Vancouver council OKs construction of 43-storey downtown skyscraper


Sunday, February 1st, 2004

Charlie Anderson
Province

An artist’s depiction of a proposed 43-storey building that will be built at the corner of Bute and Melville streets. Vancouver gave permission for the building to be constructed to a height of 122 metres, which is 30 metres higher than the city’s maximum allowable building height. The city allows such buildings if they are architecturally excellent and if they go through a special review process. CREDIT: The Province

Vancouver city council has given the go-ahead to a 122-metre-tall tower that will soar 30.48 m above the city’s maximum building height limit.

The 43 storey tower, to be built at 550 Bute St., will be a mixture of retail, hotel, office and residential space.

The city allows buildings to exceed the limit provided they are architecturally excellent and pass a special review process, which includes notable architects.

Architect Dave Hewitt of Hewitt Kwasnicky told the city’s High Building Panel that the sweeping tower roof “forms not only a powerful and dramatic image on the skyline, but metaphorically represents the sea waves crashing onto the shore.”
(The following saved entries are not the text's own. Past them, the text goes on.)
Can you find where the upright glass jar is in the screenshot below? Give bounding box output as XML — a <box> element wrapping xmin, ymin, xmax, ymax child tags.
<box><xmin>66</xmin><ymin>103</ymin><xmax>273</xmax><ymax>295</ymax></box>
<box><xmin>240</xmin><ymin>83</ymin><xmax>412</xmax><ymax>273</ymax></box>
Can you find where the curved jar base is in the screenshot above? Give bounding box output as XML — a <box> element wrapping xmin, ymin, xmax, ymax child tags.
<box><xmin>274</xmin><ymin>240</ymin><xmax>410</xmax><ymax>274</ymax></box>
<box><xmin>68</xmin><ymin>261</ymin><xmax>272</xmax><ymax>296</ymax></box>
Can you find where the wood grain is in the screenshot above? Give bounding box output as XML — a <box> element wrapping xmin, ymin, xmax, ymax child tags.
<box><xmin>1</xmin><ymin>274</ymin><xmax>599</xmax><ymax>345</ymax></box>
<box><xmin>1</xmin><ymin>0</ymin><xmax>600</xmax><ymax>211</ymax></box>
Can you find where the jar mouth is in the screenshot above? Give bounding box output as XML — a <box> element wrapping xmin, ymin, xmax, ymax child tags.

The motif will be repeated in other design features and the outside of the building will include a major copper component. “The copper on all elements of the building will be real copper installed in its natural state and allowed to weather and patina over time, again metaphorically representing the changing of the West Coast season,” Hewitt explained in his design rationale.

The building will also contain heavy timbers salvaged from the former Oak-alla penitentiary in Burnaby and from the North Shore‘s Versatile Shipyards.

The building is owned by Wentworth Properties (Melville) Inc. As part of the deal, the building will include a 6,000-square-foot amenity space to house Volunteer Vancouver.

The tower will not be Vancouver‘s tallest, as the 48-storey One Wall Centre at Burrard and Nelson stands at 152 m.

The city has also given approval for a 156-m-high building to be built behind the Hotel Georgia.

A hotel, to be built on the second floor, will be a “European-style boutique hotel” in which the clientele “will arrive in limousines rather than buses.”

The new building didn’t pass muster without controversy. Residents in the neighbouring Orca building complained they would lose their private views and a condition imposed by the city to “slim” the tower didn’t satisfy them.

Their appeal against the building was denied at the Board of Variance. They continued their opposition, unsuccessfully, through the high-building application process.

City staff said the increase in the building’s height was justified: “Architectural excellence, urban design and contribution to the skyline have been supported through the full design review process, in addition to satisfying other high-building policy considerations in the form of public amenities.